Key Facts
- •Claimant Bob Mackenzie (BM) alleges Rosenblatt Solicitors acted negligently in advising him on a conspiracy claim against AA plc and others.
- •BM was dismissed from AA for gross misconduct and believed a conspiracy to injure him existed.
- •The conspiracy claim was abandoned, leading to consent orders dismissing parts of the claim with BM paying costs.
- •BM claims damages for costs incurred due to the abandoned conspiracy claim and seeks rescission of a fixed fee agreement.
- •The central issue is whether Rosenblatt should have advised BM that the conspiracy claim was unpleadable or weak.
Legal Principles
Misconduct Allegation Principles
SRA Code of Conduct 2011, paras 5.7 and 5.8
Standard of proof for conspiracy claims
Medcalf v Mardell [2002] UKHL 27, CEF Holdings Ltd v Mundey [2012] EWHC 1524 (QB), Ivy Technology v Martin [2019] EWHC 2510 (Comm), Lakatamia Shipping Co Limited v Nobu Su [2012] EWHC 1907 (Comm)
Causation and mitigation of loss
Not explicitly cited, but discussed throughout
Misrepresentation
Not explicitly cited, but discussed throughout
Outcomes
Rosenblatt Solicitors breached their duty of care in four ways.
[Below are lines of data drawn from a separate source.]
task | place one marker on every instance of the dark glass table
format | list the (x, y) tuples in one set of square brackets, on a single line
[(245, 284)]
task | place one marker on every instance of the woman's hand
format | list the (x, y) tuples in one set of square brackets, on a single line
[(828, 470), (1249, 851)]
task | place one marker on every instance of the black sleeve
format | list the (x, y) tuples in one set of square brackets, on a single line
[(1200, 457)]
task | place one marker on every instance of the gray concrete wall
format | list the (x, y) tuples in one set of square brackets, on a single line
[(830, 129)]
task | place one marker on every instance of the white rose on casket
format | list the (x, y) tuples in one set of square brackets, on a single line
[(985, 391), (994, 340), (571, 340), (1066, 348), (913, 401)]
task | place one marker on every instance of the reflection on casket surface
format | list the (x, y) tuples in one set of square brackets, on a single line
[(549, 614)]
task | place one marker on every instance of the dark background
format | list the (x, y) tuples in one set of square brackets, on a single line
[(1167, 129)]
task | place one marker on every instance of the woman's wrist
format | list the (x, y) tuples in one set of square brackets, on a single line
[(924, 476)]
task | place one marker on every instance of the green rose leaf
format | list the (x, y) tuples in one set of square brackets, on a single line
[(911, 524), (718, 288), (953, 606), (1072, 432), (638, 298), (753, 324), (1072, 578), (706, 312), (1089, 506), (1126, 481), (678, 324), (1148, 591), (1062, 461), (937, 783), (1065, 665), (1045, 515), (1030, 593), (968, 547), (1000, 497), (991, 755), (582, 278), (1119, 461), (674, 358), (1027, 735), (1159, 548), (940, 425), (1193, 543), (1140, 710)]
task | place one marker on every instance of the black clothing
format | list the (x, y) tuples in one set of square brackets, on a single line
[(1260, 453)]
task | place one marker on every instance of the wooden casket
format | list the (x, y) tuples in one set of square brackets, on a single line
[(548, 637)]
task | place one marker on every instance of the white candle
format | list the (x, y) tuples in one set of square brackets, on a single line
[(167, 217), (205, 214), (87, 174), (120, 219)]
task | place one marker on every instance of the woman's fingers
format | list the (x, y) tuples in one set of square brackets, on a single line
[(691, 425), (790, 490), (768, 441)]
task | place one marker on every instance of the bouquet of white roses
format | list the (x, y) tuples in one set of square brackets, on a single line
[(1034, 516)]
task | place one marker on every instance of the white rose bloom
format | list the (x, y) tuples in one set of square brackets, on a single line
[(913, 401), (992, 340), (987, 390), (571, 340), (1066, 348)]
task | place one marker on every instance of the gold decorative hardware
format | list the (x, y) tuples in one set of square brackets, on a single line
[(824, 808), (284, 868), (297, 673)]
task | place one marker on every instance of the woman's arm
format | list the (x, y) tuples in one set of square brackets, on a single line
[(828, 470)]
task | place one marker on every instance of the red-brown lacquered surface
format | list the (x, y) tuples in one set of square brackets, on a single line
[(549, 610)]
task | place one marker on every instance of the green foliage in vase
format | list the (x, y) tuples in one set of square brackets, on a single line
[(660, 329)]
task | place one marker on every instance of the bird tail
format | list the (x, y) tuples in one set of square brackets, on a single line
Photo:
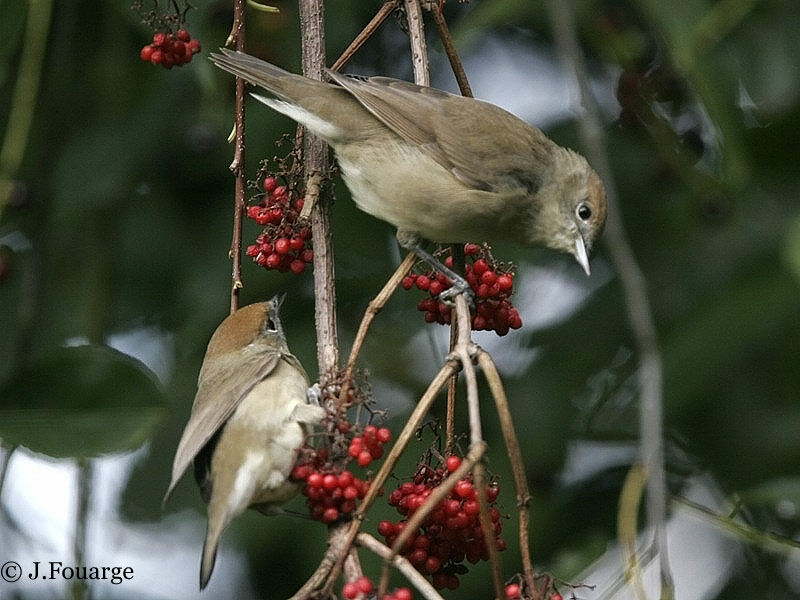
[(254, 70), (209, 555)]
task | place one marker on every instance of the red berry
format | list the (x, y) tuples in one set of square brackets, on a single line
[(480, 266), (432, 564), (364, 458), (402, 594), (452, 463), (423, 282), (329, 515), (273, 261), (270, 183), (489, 277), (350, 590), (159, 39), (178, 49), (297, 266), (464, 489), (386, 528), (506, 282), (364, 585)]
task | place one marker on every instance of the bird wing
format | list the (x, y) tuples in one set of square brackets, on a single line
[(209, 413), (464, 135)]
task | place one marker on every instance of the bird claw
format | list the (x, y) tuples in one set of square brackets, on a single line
[(314, 395), (459, 286)]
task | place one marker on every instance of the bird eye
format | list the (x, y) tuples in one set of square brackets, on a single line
[(584, 211)]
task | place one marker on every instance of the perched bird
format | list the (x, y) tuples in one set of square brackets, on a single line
[(249, 418), (438, 166)]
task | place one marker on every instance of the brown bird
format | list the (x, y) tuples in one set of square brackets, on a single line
[(438, 166), (249, 418)]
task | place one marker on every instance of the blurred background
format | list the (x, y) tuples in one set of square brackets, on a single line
[(115, 224)]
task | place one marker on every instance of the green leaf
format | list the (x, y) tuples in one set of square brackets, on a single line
[(81, 401)]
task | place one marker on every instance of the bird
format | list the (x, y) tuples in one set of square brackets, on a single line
[(250, 416), (439, 166)]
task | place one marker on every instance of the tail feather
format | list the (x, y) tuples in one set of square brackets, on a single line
[(209, 556), (253, 69)]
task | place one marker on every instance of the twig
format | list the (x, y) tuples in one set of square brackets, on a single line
[(515, 457), (441, 491), (627, 516), (237, 167), (450, 50), (401, 564), (385, 10), (24, 99), (338, 546), (414, 421), (419, 49), (316, 165), (634, 287), (373, 308), (769, 542), (479, 483)]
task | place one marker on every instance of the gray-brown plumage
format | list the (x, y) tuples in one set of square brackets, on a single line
[(440, 166), (248, 420)]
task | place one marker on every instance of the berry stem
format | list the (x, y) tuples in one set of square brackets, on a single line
[(237, 166), (489, 370), (471, 460), (401, 564)]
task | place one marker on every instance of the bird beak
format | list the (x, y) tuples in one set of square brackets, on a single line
[(278, 298), (581, 255)]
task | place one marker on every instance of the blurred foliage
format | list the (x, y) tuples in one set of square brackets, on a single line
[(120, 221)]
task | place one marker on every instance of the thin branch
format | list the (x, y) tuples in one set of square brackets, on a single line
[(316, 164), (386, 9), (419, 49), (237, 167), (441, 491), (412, 424), (634, 286), (373, 308), (401, 564), (23, 100), (515, 457), (479, 484), (450, 50), (627, 518)]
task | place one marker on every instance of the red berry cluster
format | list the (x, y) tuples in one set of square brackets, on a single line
[(451, 532), (171, 49), (491, 282), (361, 588), (514, 591), (369, 445), (284, 244), (331, 491)]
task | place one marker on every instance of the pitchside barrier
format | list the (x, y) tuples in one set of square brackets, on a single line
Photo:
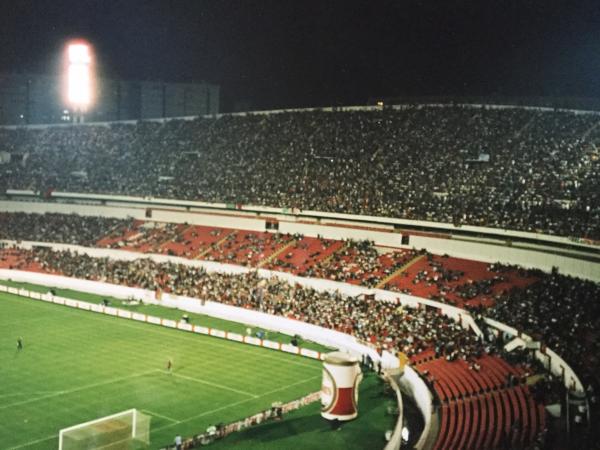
[(180, 325), (411, 382)]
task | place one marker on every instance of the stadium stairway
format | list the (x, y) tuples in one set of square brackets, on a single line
[(383, 283)]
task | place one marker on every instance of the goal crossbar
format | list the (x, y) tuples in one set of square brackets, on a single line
[(129, 421)]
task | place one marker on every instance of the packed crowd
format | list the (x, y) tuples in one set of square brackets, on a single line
[(427, 163), (62, 228), (385, 325), (563, 312)]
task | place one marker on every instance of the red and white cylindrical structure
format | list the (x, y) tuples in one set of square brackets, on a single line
[(339, 390)]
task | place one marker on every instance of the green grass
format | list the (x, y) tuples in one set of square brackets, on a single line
[(77, 366), (305, 429), (166, 313)]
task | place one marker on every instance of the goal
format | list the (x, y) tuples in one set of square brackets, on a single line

They failed to adequately advise BM about the weakness of the conspiracy claim, the failure of the original strategy, the risk of strike-out applications, and failed to inform BM of Counsel's advice.
None of the breaches caused BM loss.
BM's strong belief in the claim, and his determination to pursue it even when advised of its weakness, meant that he would have pursued the case even with non-negligent advice.
BM's misrepresentation claim against Rosenblatt fails.
IR's statement that he didn't know the outcome of the strike-out application was not a false representation, as his uncertainty was genuine.
BM's claim is dismissed.
No causation of loss was established from the breaches of duty.